40 degrees of latitude

I've often noticed that the equatorial and tropical cookbooks come out in summer, when the greatest number of people have a chance of getting the warm-weather produce typically found in those climates.  So we often see Mexican cookbooks and Thai and Vietnamese cookbooks around this time of year.

This year, what I'm seeing are subtropical cookbooks--cuisines from that zone of mild winters and year-round fertility, extending from 23 to 40 degrees of latitude.  There's Food From Many Greek Kitchens--classic Greek recipes from the cosmopolitan Tessa Kiros.  There's The Kimchi Chronicles, a Korean home-cooking guide by Marja Vongerichten (yes, the wife of Jean-Georges).  It's true - the Greek isles and the Korean peninsula are approximately the same distance from the equator--bet you never thought about that before!
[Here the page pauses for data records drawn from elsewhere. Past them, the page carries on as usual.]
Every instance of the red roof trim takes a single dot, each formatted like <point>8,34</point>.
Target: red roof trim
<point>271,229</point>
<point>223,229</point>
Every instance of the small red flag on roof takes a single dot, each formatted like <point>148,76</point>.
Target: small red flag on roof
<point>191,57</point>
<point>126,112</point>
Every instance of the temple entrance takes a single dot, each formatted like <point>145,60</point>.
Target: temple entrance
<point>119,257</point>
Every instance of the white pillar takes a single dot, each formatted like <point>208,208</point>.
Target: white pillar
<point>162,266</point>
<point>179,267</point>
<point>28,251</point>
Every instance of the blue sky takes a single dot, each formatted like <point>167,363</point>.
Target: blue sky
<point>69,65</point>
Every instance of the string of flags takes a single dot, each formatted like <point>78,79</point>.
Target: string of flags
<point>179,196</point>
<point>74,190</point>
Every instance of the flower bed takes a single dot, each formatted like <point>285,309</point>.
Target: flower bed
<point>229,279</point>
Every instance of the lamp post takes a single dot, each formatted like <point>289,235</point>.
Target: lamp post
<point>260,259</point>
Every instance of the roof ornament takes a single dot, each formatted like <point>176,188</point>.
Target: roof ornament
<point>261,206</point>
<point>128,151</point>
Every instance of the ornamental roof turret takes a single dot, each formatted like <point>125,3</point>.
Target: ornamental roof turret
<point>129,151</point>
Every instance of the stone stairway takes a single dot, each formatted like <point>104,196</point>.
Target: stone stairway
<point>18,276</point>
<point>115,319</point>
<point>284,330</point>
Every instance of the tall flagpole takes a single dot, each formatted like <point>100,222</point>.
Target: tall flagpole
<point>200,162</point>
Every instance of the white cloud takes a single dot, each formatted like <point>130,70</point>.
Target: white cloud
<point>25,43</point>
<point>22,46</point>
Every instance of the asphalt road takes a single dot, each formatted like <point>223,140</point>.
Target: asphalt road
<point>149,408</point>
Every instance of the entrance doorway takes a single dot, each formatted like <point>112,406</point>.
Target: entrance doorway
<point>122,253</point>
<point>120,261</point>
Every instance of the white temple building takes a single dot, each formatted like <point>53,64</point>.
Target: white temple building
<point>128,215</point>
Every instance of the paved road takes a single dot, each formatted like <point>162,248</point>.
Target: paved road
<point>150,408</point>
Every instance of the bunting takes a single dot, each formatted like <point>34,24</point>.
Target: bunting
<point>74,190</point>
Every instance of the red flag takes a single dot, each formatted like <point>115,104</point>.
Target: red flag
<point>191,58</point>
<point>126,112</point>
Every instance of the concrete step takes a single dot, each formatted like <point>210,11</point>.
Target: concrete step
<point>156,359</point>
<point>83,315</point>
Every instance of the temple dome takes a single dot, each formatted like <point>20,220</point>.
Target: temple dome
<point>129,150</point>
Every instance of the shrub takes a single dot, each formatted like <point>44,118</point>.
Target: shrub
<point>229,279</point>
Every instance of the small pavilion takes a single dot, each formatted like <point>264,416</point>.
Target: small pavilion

And then there is Claudia Roden's stupendous Food of Spain, which manages the rare trick of being both authoritative and approachable.  The essays are a master class in geography and culture.  And while you might expect the recipes to depend on obscure ingredients or equipment only available in a tiny Galician mountain village, very few of them give you the cold shoulder in that way.

Although I wouldn't say no to a plane ticket taking me those crucial ten or twenty degrees of latitude south from New England, having these books at hand in an air-conditioned living room is almost adventure enough.